234. Finally, there is a further consideration which indicates that such contributions as the Press may make to the University should take the forms suggested in our previous paragraph rather than any substantial regular payment. The Press's high reputation in publishing circles and throughout the learned world depends not only on its own exceptional performance but also on the knowledge that, as an independent non-profit-distributing enterprise, it is free from domination by commercial considerations. The loss of that reputation might indeed be a serious matter, and if it came to be thought that the University regarded the O.U.P. as a regular means of making money for itself, irreparable harm might be done. This argument applies to the O.U.P. as a whole; and it does so perhaps with particular force in the case of the New York Business, which, unlike American University Presses, competes with commercial publishers in general trade publishing and yet is accorded in the United States recognition as a University Press. There is indeed a danger that if the Press were required to make a regular and substantial subvention to the University, the Delegates might find themselves more reluctant to undertake learned publishing ventures likely to be unremunerative and, conversely, might feel obliged to look more actively for sources of commercial profit, possibly at the risk of some academic standards. If by reason of the character of the Delegates this danger may not be great, no less damaging to the Press would be the belief in the outside world that such a change of policy had occurred. In short, the image of the Press as a non-profit-distributing enterprise seems to us to be an object the maintenance of which is important in itself.

The following observations in the Report about OUP (New York) are also interesting:

134. In publishing methods, O.U.P. (N.Y.) is necessarily geared to North American patterns and tempos. The Officers have established personal relations with a number of highly distinguished men in the world of books, whose advice is available to the Press. At the same time the Business derives advantages from the Oxford connection and the Oxford imprint, and it is able to offer authors a personal and individual approach. The evidence we received in the U.S.A. was unanimous that the New York Business has a very worthwhile place in American publishing, intermediate between the American University Presses and the larger commercial publishing firms. It does credit to the University and to the Press (to which it is a considerable source of economic strength).
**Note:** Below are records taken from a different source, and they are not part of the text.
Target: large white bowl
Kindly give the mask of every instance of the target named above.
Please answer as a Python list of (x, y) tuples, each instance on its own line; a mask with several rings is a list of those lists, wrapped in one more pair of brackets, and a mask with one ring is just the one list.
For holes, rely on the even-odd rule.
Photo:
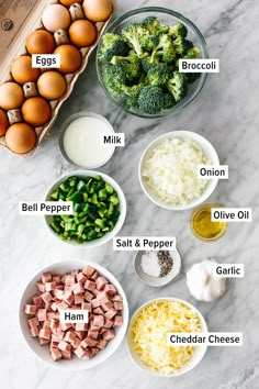
[(59, 236), (53, 231), (53, 229), (49, 226), (53, 216), (49, 215), (45, 215), (45, 222), (47, 225), (47, 229), (52, 232), (52, 234), (54, 236), (56, 236), (56, 238), (58, 238), (60, 242), (65, 242), (68, 243), (70, 245), (74, 246), (82, 246), (82, 247), (97, 247), (97, 246), (101, 246), (105, 243), (108, 243), (109, 241), (111, 241), (113, 238), (113, 236), (115, 236), (119, 231), (121, 230), (121, 227), (123, 226), (123, 223), (125, 221), (126, 218), (126, 200), (125, 200), (125, 196), (120, 187), (120, 185), (110, 176), (104, 175), (103, 173), (100, 171), (95, 171), (95, 170), (76, 170), (76, 171), (71, 171), (69, 174), (64, 175), (63, 177), (60, 177), (57, 181), (55, 181), (53, 184), (53, 186), (48, 189), (47, 194), (45, 196), (45, 200), (48, 201), (50, 198), (52, 192), (61, 184), (64, 182), (68, 177), (71, 176), (78, 176), (78, 177), (95, 177), (95, 176), (102, 176), (102, 178), (104, 179), (105, 182), (111, 184), (111, 186), (116, 190), (117, 196), (119, 196), (119, 200), (120, 200), (120, 216), (119, 220), (114, 226), (114, 229), (110, 232), (108, 232), (104, 236), (102, 236), (101, 238), (97, 238), (90, 242), (85, 242), (85, 243), (78, 243), (76, 241), (63, 241), (59, 238)]
[(142, 176), (142, 170), (143, 170), (143, 165), (144, 162), (146, 159), (146, 157), (149, 155), (150, 151), (154, 149), (158, 144), (160, 144), (162, 141), (165, 140), (169, 140), (172, 137), (179, 137), (179, 138), (188, 138), (188, 140), (192, 140), (193, 142), (195, 142), (198, 145), (200, 145), (200, 147), (203, 149), (203, 152), (205, 153), (205, 155), (207, 156), (207, 158), (211, 160), (212, 165), (218, 166), (219, 165), (219, 159), (217, 156), (217, 153), (215, 151), (215, 148), (212, 146), (212, 144), (203, 136), (191, 132), (191, 131), (172, 131), (172, 132), (167, 132), (161, 136), (158, 136), (155, 141), (153, 141), (144, 151), (140, 162), (139, 162), (139, 166), (138, 166), (138, 178), (139, 178), (139, 182), (140, 186), (144, 190), (144, 192), (146, 193), (146, 196), (157, 205), (168, 209), (168, 210), (172, 210), (172, 211), (182, 211), (182, 210), (187, 210), (190, 208), (194, 208), (200, 205), (203, 201), (205, 201), (214, 191), (214, 189), (217, 186), (218, 182), (218, 178), (212, 178), (209, 180), (209, 184), (204, 190), (204, 192), (202, 193), (202, 196), (190, 202), (189, 204), (184, 204), (184, 205), (170, 205), (168, 203), (162, 202), (161, 200), (159, 200), (156, 194), (153, 193), (153, 191), (150, 190), (150, 188), (145, 184), (145, 181), (143, 180), (143, 176)]
[(205, 345), (201, 345), (201, 346), (195, 346), (194, 347), (194, 351), (193, 351), (193, 355), (190, 359), (190, 362), (183, 366), (178, 373), (173, 373), (173, 374), (170, 374), (170, 375), (165, 375), (160, 371), (155, 371), (153, 370), (150, 367), (148, 367), (146, 364), (144, 364), (142, 360), (140, 360), (140, 357), (139, 355), (135, 352), (134, 347), (133, 347), (133, 333), (132, 333), (132, 327), (133, 325), (135, 324), (136, 322), (136, 319), (138, 316), (138, 314), (140, 313), (140, 311), (146, 308), (147, 305), (149, 305), (150, 303), (153, 302), (157, 302), (157, 301), (179, 301), (179, 302), (182, 302), (183, 304), (185, 304), (187, 307), (191, 308), (194, 312), (196, 312), (199, 319), (200, 319), (200, 323), (201, 323), (201, 332), (203, 333), (207, 333), (207, 326), (206, 326), (206, 322), (203, 318), (203, 315), (201, 314), (201, 312), (194, 308), (192, 304), (190, 304), (190, 302), (187, 302), (184, 300), (181, 300), (181, 299), (177, 299), (177, 298), (171, 298), (171, 297), (162, 297), (162, 298), (159, 298), (159, 299), (154, 299), (154, 300), (149, 300), (147, 301), (145, 304), (143, 304), (142, 307), (139, 307), (133, 314), (132, 319), (131, 319), (131, 322), (128, 324), (128, 330), (127, 330), (127, 349), (128, 349), (128, 353), (133, 359), (133, 362), (143, 370), (149, 373), (149, 374), (153, 374), (155, 376), (159, 376), (159, 377), (178, 377), (184, 373), (188, 373), (190, 370), (192, 370), (203, 358), (203, 356), (205, 355), (206, 353), (206, 349), (207, 349), (207, 346)]
[[(72, 356), (70, 360), (67, 359), (61, 359), (58, 362), (54, 362), (50, 357), (49, 351), (48, 351), (48, 345), (45, 346), (40, 346), (37, 338), (32, 337), (31, 333), (29, 331), (29, 325), (27, 325), (27, 315), (23, 312), (23, 308), (25, 303), (29, 303), (31, 298), (36, 294), (37, 288), (36, 288), (36, 281), (41, 279), (41, 276), (45, 271), (50, 271), (54, 274), (65, 274), (67, 271), (71, 271), (74, 269), (82, 269), (87, 265), (90, 265), (94, 267), (101, 276), (104, 276), (110, 282), (112, 282), (115, 288), (119, 291), (119, 294), (123, 298), (123, 305), (124, 309), (122, 311), (123, 315), (123, 325), (121, 327), (117, 327), (116, 330), (116, 336), (109, 342), (108, 346), (100, 351), (99, 354), (97, 354), (93, 358), (91, 359), (79, 359), (76, 355)], [(55, 263), (50, 266), (45, 267), (41, 271), (38, 271), (29, 282), (26, 286), (21, 301), (20, 301), (20, 308), (19, 308), (19, 322), (20, 322), (20, 330), (23, 335), (23, 338), (27, 345), (27, 347), (42, 360), (47, 363), (50, 366), (55, 366), (61, 369), (66, 370), (86, 370), (90, 369), (94, 366), (100, 365), (103, 363), (105, 359), (108, 359), (120, 346), (122, 343), (126, 330), (127, 330), (127, 323), (128, 323), (128, 304), (127, 304), (127, 299), (125, 296), (125, 292), (121, 286), (121, 284), (117, 281), (117, 279), (104, 267), (101, 265), (91, 263), (89, 260), (80, 260), (80, 259), (74, 259), (74, 260), (66, 260), (66, 262), (58, 262)]]

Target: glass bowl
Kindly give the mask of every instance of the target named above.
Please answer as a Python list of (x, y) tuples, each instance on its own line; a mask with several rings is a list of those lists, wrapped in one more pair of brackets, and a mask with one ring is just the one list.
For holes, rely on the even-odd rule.
[[(157, 16), (159, 20), (161, 20), (164, 23), (168, 25), (173, 25), (177, 23), (182, 23), (185, 25), (188, 29), (188, 36), (187, 38), (192, 41), (192, 43), (195, 46), (199, 46), (201, 54), (200, 58), (209, 58), (209, 52), (206, 48), (206, 43), (205, 40), (200, 32), (200, 30), (185, 16), (183, 16), (181, 13), (178, 13), (176, 11), (161, 8), (161, 7), (146, 7), (146, 8), (140, 8), (138, 10), (133, 10), (124, 15), (117, 18), (114, 20), (114, 22), (105, 30), (105, 33), (116, 33), (120, 34), (121, 31), (131, 23), (138, 23), (142, 22), (145, 18), (147, 16)], [(168, 110), (162, 110), (156, 114), (148, 114), (139, 109), (131, 109), (126, 105), (126, 98), (125, 97), (120, 97), (115, 98), (114, 96), (111, 96), (108, 89), (105, 88), (104, 80), (103, 80), (103, 73), (104, 73), (104, 65), (98, 59), (99, 58), (99, 51), (101, 47), (101, 42), (98, 46), (98, 53), (97, 53), (97, 73), (98, 73), (98, 78), (99, 81), (104, 89), (105, 93), (110, 97), (110, 99), (120, 108), (122, 108), (124, 111), (135, 114), (140, 118), (162, 118), (167, 115), (172, 115), (178, 113), (180, 110), (182, 110), (184, 107), (187, 107), (191, 101), (195, 99), (195, 97), (200, 93), (202, 90), (205, 80), (206, 80), (206, 73), (202, 73), (200, 78), (196, 79), (193, 84), (190, 84), (188, 87), (188, 93), (184, 99), (182, 99), (179, 103), (173, 105), (172, 108)]]

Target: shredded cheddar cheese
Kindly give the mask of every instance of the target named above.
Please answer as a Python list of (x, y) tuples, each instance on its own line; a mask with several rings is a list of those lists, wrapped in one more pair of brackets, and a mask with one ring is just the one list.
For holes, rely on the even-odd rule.
[(140, 360), (165, 375), (187, 365), (193, 346), (167, 346), (170, 332), (201, 332), (200, 319), (180, 301), (156, 301), (145, 307), (132, 327), (133, 347)]

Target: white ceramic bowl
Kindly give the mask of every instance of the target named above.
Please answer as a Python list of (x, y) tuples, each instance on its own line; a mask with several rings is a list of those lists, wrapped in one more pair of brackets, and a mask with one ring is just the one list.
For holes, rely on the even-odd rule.
[[(115, 288), (119, 291), (119, 294), (122, 296), (123, 298), (123, 325), (121, 327), (117, 327), (116, 330), (116, 336), (109, 342), (108, 346), (102, 349), (98, 355), (95, 355), (92, 359), (79, 359), (76, 355), (72, 356), (70, 360), (61, 359), (58, 362), (54, 362), (50, 357), (50, 354), (48, 352), (48, 345), (46, 346), (40, 346), (37, 340), (35, 337), (32, 337), (29, 331), (29, 325), (27, 325), (27, 315), (23, 312), (23, 307), (25, 303), (29, 303), (31, 298), (36, 293), (37, 288), (35, 282), (41, 279), (41, 276), (45, 271), (50, 271), (57, 275), (65, 274), (67, 271), (71, 271), (74, 269), (82, 269), (87, 265), (90, 265), (94, 267), (100, 275), (104, 276), (109, 281), (111, 281)], [(90, 369), (92, 367), (95, 367), (103, 363), (105, 359), (108, 359), (120, 346), (122, 343), (126, 330), (127, 330), (127, 323), (128, 323), (128, 304), (127, 304), (127, 299), (125, 296), (125, 292), (121, 286), (121, 284), (117, 281), (117, 279), (104, 267), (101, 265), (88, 262), (88, 260), (80, 260), (80, 259), (72, 259), (72, 260), (66, 260), (66, 262), (58, 262), (55, 263), (50, 266), (45, 267), (41, 271), (38, 271), (27, 284), (21, 301), (20, 301), (20, 308), (19, 308), (19, 322), (20, 322), (20, 330), (23, 335), (23, 338), (27, 345), (27, 347), (42, 360), (47, 363), (50, 366), (58, 367), (60, 369), (66, 369), (66, 370), (86, 370)]]
[(181, 270), (181, 256), (177, 249), (170, 251), (170, 255), (173, 260), (171, 271), (167, 276), (161, 277), (161, 278), (148, 276), (143, 270), (142, 256), (144, 253), (145, 253), (144, 251), (137, 252), (137, 255), (135, 256), (135, 259), (134, 259), (135, 273), (136, 273), (137, 277), (140, 279), (140, 281), (143, 281), (144, 284), (148, 285), (149, 287), (159, 288), (159, 287), (164, 287), (167, 284), (171, 282), (173, 280), (173, 278), (176, 278), (179, 275), (179, 273)]
[(192, 140), (193, 142), (195, 142), (196, 144), (200, 145), (200, 147), (203, 149), (203, 152), (205, 153), (205, 155), (209, 157), (209, 159), (211, 160), (212, 165), (218, 166), (219, 165), (219, 159), (217, 156), (217, 153), (215, 151), (215, 148), (212, 146), (212, 144), (203, 136), (191, 132), (191, 131), (172, 131), (172, 132), (167, 132), (166, 134), (158, 136), (155, 141), (153, 141), (144, 151), (140, 162), (139, 162), (139, 166), (138, 166), (138, 178), (140, 181), (140, 186), (144, 190), (144, 192), (146, 193), (146, 196), (157, 205), (168, 209), (168, 210), (173, 210), (173, 211), (182, 211), (182, 210), (187, 210), (190, 208), (194, 208), (200, 205), (203, 201), (205, 201), (214, 191), (214, 189), (216, 188), (218, 178), (212, 178), (210, 179), (204, 192), (202, 193), (202, 196), (190, 202), (189, 204), (184, 204), (184, 205), (170, 205), (168, 203), (162, 202), (161, 200), (159, 200), (156, 194), (153, 193), (153, 191), (150, 190), (150, 188), (145, 184), (143, 176), (142, 176), (142, 170), (143, 170), (143, 165), (145, 163), (146, 157), (149, 155), (150, 151), (154, 149), (158, 144), (160, 144), (162, 141), (168, 140), (168, 138), (172, 138), (172, 137), (179, 137), (179, 138), (188, 138), (188, 140)]
[(201, 322), (201, 332), (203, 333), (207, 333), (207, 326), (206, 326), (206, 322), (203, 318), (203, 315), (201, 314), (201, 312), (194, 308), (192, 304), (190, 304), (189, 302), (181, 300), (181, 299), (177, 299), (177, 298), (171, 298), (171, 297), (162, 297), (159, 299), (154, 299), (154, 300), (149, 300), (148, 302), (146, 302), (145, 304), (143, 304), (142, 307), (139, 307), (133, 314), (130, 324), (128, 324), (128, 330), (127, 330), (127, 349), (128, 353), (133, 359), (133, 362), (143, 370), (153, 374), (154, 376), (158, 376), (158, 377), (178, 377), (180, 375), (183, 375), (184, 373), (188, 373), (190, 370), (192, 370), (203, 358), (203, 356), (206, 353), (207, 346), (205, 345), (201, 345), (201, 346), (195, 346), (194, 351), (193, 351), (193, 355), (190, 359), (190, 362), (182, 367), (177, 374), (170, 374), (170, 375), (165, 375), (160, 371), (154, 371), (150, 369), (150, 367), (148, 367), (146, 364), (144, 364), (140, 358), (139, 355), (135, 352), (134, 347), (133, 347), (133, 334), (132, 334), (132, 327), (135, 324), (135, 321), (139, 314), (139, 312), (147, 305), (149, 305), (153, 302), (157, 302), (157, 301), (179, 301), (182, 302), (183, 304), (185, 304), (187, 307), (191, 308), (194, 312), (196, 312), (200, 322)]
[(125, 200), (125, 196), (124, 196), (120, 185), (113, 178), (111, 178), (110, 176), (104, 175), (103, 173), (93, 171), (93, 170), (76, 170), (76, 171), (71, 171), (69, 174), (64, 175), (57, 181), (55, 181), (53, 184), (53, 186), (48, 189), (47, 194), (45, 196), (45, 200), (48, 201), (52, 192), (63, 181), (65, 181), (68, 177), (71, 177), (71, 176), (79, 176), (79, 177), (102, 176), (102, 178), (104, 179), (105, 182), (111, 184), (111, 186), (116, 190), (117, 196), (119, 196), (119, 200), (120, 200), (120, 212), (121, 212), (121, 214), (119, 216), (119, 220), (117, 220), (114, 229), (112, 231), (108, 232), (104, 236), (102, 236), (101, 238), (97, 238), (94, 241), (85, 242), (85, 243), (78, 243), (76, 241), (63, 241), (63, 240), (60, 240), (59, 236), (49, 226), (49, 224), (50, 224), (50, 222), (53, 220), (53, 216), (49, 216), (49, 215), (45, 215), (44, 216), (46, 225), (47, 225), (47, 229), (60, 242), (65, 242), (65, 243), (68, 243), (70, 245), (74, 245), (74, 246), (81, 246), (81, 247), (86, 247), (86, 248), (101, 246), (101, 245), (108, 243), (109, 241), (111, 241), (113, 238), (113, 236), (115, 236), (119, 233), (119, 231), (121, 230), (121, 227), (123, 226), (123, 223), (124, 223), (125, 218), (126, 218), (126, 200)]

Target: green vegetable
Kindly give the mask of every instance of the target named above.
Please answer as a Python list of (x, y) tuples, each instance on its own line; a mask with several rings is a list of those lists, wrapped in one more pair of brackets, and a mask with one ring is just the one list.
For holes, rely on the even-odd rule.
[(50, 193), (50, 200), (74, 203), (72, 215), (55, 215), (49, 224), (65, 241), (83, 243), (100, 238), (114, 229), (120, 218), (117, 193), (101, 176), (70, 177)]

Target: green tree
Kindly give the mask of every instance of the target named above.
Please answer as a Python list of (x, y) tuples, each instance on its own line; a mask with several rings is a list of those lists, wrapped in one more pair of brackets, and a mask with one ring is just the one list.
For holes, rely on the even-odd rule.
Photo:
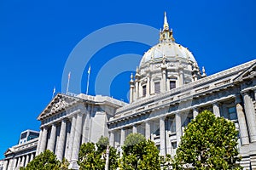
[(30, 162), (26, 167), (20, 167), (20, 170), (57, 170), (61, 167), (61, 162), (57, 160), (56, 156), (50, 150), (46, 150), (37, 156)]
[[(106, 150), (108, 144), (108, 139), (102, 136), (96, 144), (94, 143), (83, 144), (80, 147), (78, 162), (80, 169), (105, 169)], [(109, 169), (118, 167), (118, 159), (116, 149), (109, 147)]]
[(174, 169), (189, 164), (195, 169), (239, 169), (235, 124), (204, 110), (185, 128), (177, 150)]
[(120, 160), (120, 168), (133, 169), (160, 169), (160, 162), (159, 150), (154, 143), (147, 140), (139, 133), (131, 133), (122, 146), (123, 156)]

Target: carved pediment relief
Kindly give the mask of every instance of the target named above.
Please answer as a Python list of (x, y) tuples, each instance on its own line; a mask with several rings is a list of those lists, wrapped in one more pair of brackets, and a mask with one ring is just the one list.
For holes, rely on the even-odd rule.
[(248, 67), (242, 73), (234, 78), (234, 82), (242, 82), (244, 80), (252, 79), (256, 76), (256, 63)]
[(38, 120), (43, 120), (48, 116), (59, 113), (75, 105), (81, 99), (72, 96), (58, 94), (46, 106), (43, 112), (38, 117)]

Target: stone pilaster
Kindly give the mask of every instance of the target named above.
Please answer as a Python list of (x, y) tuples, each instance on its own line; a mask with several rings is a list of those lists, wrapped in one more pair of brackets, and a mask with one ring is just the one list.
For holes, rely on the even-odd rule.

135. The growth of the American Business has been one of the most significant aspects of the recent development of the Press, and there is every reason to believe that it will continue. The diagram Figure 4 on page 68 (Chapter 3, para. 135) shows the progress of the New York Business since 1930...

180. O.U.P. New York is editorially responsible for some 8 per cent of the General List of the Press. Its turnover comes in almost equal parts from its local publishing and sales of Oxford and London books. In all, the Business is responsible for over one-quarter of the combined turnover of the publishing departments, and this represents more than the contribution of all the other overseas branches together. Moreover, the Delegates envisage that the New York Business will continue to grow.

181. The New York Business has been given limited borrowing powers by the Delegates but, apart from this, the finance necessary for the growth of the American publishing venture has been generated internally. Like the other component businesses of O.U.P., it remits 40 per cent of its profits after tax to the General Fund [my italics - A.M.] (see para. 208). It is thus clear that the New York Business has not grown at the expense of learned publishing but has contributed in fact substantially to the financial strength of O.U.P. as a whole.

184. O.U.P. New York is a company incorporated under United States law and pays taxes as a commercial concern. The Cambridge University Press business in New York is not incorporated and we were assured that the relative advantages of incorporation, which involve complex questions of company and tax law, are re-examined from time to time in the light of prevailing circumstances.